Sacrifier la chair signifie alors extirper l’être hors de sa carcasse malade – pour espérer le délivrer de ses démons. Sa mort, par immolation, grands coups sur la tête ou empoisonnement, est sa seule libération, sa seule liberté possible (les vers du poème Liberté de Paul Eluard sont récités à plusieurs reprises dans le film). Son film Videodrome, autre grande réflexion autour de l’image, l’annonçait déjà en 1983 :« Ton corps a déjà beaucoup changé mais ce n’est qu’un début, le début de la nouvelle chair.

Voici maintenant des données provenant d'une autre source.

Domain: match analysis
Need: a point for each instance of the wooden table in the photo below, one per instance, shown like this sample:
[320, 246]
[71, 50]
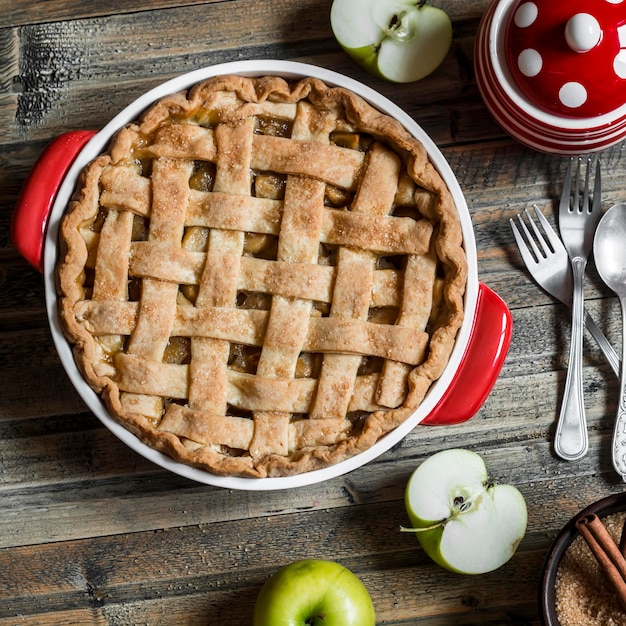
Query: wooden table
[91, 533]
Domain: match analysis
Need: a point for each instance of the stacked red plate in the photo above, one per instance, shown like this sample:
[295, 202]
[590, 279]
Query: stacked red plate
[553, 74]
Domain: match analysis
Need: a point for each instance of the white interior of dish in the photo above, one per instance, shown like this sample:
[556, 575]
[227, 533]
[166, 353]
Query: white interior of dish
[98, 145]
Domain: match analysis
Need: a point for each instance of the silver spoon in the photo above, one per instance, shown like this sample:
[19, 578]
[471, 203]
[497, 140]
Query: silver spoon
[609, 251]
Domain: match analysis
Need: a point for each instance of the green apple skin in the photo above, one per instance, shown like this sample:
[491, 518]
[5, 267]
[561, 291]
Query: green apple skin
[314, 592]
[408, 51]
[485, 521]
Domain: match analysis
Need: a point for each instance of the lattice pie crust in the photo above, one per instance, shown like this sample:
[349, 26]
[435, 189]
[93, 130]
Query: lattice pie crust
[262, 278]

Tu dois aller jusqu’au bout maintenant. Transformation totale. Pour devenir la nouvelle chair, il faut d’abord tuer l’ancienne. N’aies pas peur de laisser ton corps mourir ».
C’est ainsi que Maps to the stars, trente ans plus tard, s’achève au Ciel, parmi les étoiles et non plus les bouts de chair (Cronenberg s’est tout de même assagi), permettant à ses créatures, meurtrières et déviantes, toutes hantées par l’inceste, de toucher cette Liberté : dernière Divinité en qui il est encore possible de croire. « Sur l’absence sans désir / Sur la solitude nue / Sur les marches de la mort / J’écris ton nom ». Le chemin que leur fait emprunter Cronenberg pour y accéder n’est toutefois pas dépourvu de cruauté : l’humour méchant et le rire crasse transforment leur chemin de croix en spectacle désopilant, confirmant et leur statut de bêtes de foire et notre responsabilité à titre de spectateurs (-voyeurs?), ce que questionnait déjà Videodrome. L’Image, qu’elle soit vue ou projetée à l’écran, n’a plus seulement un pouvoir sexuel et intellectuel sur autrui – elle possède, en 2014 et à l’heure de la prolifération des écrans et des médias sociaux, le pouvoir divin : celui d’animer, du latin anima. Donner l’âme. Donner la vie. Cronenberg, visionnaire ? Ce n’est plus un secret pour personne.